The solute carrier SLC15A4 is required for optimal trafficking of nucleic acid–sensing TLRs and ligands to endolysosomes

Abstract

A function-impairing mutation (feeble) or genomic deletion of SLC15A4 abolishes responses of nucleic acid–sensing endosomal toll-like receptors (TLRs) and significantly reduces disease in mouse models of lupus. Here, we demonstrate disease reduction in homozygous and even heterozygous Slc15a4 feeble mutant BXSB male mice with a Tlr7 gene duplication. In contrast to SLC15A4, a function-impairing mutation of SLC15A3 did not diminish type I interferon (IFN-I) production by TLR-activated plasmacytoid dendritic cells (pDCs), indicating divergence of function between these homologous SLC15 family members.

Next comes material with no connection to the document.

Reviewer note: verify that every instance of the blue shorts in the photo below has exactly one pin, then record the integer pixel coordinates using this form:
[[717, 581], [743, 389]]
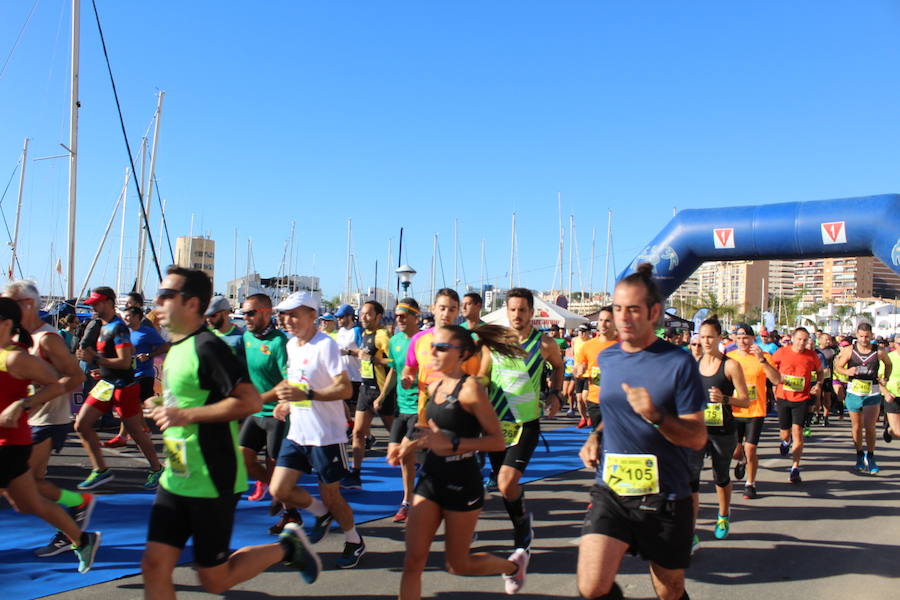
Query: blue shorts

Trafficking to endolysosomes and function of SLC15A4 were dependent on the Adaptor protein 3 (AP-3) complex. Importantly, SLC15A4 was required for trafficking and colocalization of nucleic acid–sensing TLRs and their ligands to endolysosomes and the formation of the LAMP2+VAMP3+ hybrid compartment in which IFN-I production is initiated. Collectively, these findings define mechanistic processes by which SLC15A4 controls endosomal TLR function and suggest that pharmacologic intervention to curtail the function of this transporter may be a means to treat lupus and other endosomal TLR-dependent diseases.